Pour comprendre, il faut bien se représenter ce Stuart, le héros : un petit homme frêle, timide, mal à l'aise en société, célibataire bien sûr, effacé, voire inexistant, qui mène une petite vie triste, routinière et sans esclandre. Et puis cet homme, un jour, va au théâtre comme à son habitude (l'après-midi parce qu'il travaille de nuit dans un bar comme caissier), et là, il "pète les plombs" et gifle en pleine tête une dame qui discute avec sa voisine, l'empêchant d'entendre les comédiens.

Stuart passe au tribunal, et après s'être péniblement (très péniblement) expliqué sur son geste, il est relaxé par le juge qui a très bien compris que cette dame était cette "tête à claques" que nous connaissons tous, imbue d'elle-même, bourgeoise, à qui tout est dû, pénible en toute circonstance.

Il y a un côté "super-héros" chez Stuart, nous nous identifions à lui, nous aimerions tous aussi en distribuer quelques-unes de temps en temps, manière de jouer les justiciers.

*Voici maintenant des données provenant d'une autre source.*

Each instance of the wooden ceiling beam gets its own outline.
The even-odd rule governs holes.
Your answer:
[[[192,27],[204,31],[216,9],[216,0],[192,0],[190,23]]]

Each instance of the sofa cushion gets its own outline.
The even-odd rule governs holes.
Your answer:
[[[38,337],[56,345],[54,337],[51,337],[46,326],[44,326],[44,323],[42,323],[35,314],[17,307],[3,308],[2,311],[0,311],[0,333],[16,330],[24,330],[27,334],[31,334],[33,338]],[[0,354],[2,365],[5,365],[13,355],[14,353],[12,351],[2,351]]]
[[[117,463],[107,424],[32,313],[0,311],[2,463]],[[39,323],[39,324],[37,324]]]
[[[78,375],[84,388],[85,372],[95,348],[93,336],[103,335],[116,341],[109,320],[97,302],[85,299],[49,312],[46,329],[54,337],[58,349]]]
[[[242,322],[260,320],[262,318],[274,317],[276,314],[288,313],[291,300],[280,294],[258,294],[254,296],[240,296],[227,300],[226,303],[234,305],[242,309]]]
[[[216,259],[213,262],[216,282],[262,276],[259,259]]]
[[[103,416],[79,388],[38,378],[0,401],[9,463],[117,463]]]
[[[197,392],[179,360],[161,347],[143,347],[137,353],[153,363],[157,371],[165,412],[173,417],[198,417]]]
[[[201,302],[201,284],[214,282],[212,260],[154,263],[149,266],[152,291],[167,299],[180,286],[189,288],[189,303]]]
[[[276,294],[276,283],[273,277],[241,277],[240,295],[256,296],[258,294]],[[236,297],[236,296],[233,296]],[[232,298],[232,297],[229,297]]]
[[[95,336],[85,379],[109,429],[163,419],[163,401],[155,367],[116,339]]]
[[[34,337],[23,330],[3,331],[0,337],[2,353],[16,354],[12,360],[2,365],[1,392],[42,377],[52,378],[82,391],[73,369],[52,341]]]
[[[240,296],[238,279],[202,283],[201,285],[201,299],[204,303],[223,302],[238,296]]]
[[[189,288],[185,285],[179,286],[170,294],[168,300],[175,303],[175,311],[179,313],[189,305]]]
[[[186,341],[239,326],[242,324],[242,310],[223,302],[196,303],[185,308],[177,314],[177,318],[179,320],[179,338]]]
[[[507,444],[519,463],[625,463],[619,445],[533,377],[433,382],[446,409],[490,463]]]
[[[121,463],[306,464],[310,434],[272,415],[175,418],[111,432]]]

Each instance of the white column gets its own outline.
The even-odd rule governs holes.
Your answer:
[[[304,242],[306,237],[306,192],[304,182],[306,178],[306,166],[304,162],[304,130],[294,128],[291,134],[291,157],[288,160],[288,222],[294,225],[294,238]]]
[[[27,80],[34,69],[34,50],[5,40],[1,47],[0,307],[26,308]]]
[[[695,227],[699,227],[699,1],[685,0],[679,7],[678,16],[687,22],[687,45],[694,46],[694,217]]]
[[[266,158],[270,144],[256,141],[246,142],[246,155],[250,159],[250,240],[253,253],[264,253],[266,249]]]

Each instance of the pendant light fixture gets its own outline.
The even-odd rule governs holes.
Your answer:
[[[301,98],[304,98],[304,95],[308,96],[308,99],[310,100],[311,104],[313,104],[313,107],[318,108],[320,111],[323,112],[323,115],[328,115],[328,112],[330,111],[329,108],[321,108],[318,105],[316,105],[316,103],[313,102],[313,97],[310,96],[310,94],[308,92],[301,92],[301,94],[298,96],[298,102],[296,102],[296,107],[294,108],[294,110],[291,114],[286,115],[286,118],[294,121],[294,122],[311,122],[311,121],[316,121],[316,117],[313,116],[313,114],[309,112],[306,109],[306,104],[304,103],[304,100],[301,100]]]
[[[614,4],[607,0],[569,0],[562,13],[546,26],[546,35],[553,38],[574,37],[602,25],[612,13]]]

A la fin de la nouvelle, Stuart giflera une autre personne (il devient une sorte de spécialiste), ce qui en fin de compte le fera encore passer pour un héros.

Ce que j'adore dans cette histoire, c'est le côté hyperbolique de l'intrigue, qui démontre que le loufoque peut tout aussi bien dire la réalité que n'importe quel réalisme social ou psychologique.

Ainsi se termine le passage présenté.